The web page consists of technical info on what prompted the outage, what methods are affected, and CEO George Kurtz’s assertion. It comprises hyperlinks to Bitlocker key restoration processes and to varied third-party vendor pages about coping with the outage, as properly.
The web page factors to a information base article (which solely logged-in clients can entry) for utilizing a bootable USB key. Microsoft launched such a software yesterday that routinely deletes the problematic channel file that prompted machines to blue display.
CrowdStrike additionally revealed a weblog yesterday warning that risk actors have been making the most of the scenario to distribute malware, utilizing “a malicious ZIP archive named crowdstrike-hotfix.zip.”
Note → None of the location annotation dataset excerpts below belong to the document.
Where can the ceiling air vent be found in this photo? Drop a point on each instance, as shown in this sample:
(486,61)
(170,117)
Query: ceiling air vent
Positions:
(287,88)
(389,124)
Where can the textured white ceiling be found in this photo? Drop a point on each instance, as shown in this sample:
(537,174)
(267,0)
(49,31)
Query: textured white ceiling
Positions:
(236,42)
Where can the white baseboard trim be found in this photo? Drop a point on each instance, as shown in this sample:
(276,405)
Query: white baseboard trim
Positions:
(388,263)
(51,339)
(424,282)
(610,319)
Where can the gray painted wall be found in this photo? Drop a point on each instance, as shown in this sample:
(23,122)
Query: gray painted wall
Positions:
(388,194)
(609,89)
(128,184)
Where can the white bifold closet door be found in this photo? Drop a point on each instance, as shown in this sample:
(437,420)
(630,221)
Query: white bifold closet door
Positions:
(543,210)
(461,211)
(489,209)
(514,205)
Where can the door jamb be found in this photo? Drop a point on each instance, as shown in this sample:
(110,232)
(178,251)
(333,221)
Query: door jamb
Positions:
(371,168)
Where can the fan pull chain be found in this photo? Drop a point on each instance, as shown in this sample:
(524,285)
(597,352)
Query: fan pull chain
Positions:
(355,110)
The ZIP archive comprises a HijackLoader payload that, when executed, hundreds RemCos. Notably, Spanish filenames and directions inside the ZIP archive point out this marketing campaign is probably going concentrating on Latin America-based (LATAM) CrowdStrike clients.
Following the content material replace challenge, a number of typosquatting domains impersonating CrowdStrike have been recognized. This marketing campaign marks the primary noticed occasion through which a risk actor has capitalized on the Falcon content material challenge to distribute malicious information concentrating on LATAM-based CrowdStrike clients.
CrowdStrike says organizations ought to solely be working immediately with CrowdStrike’s representatives utilizing official channels, and will use solely the steering its help group offers.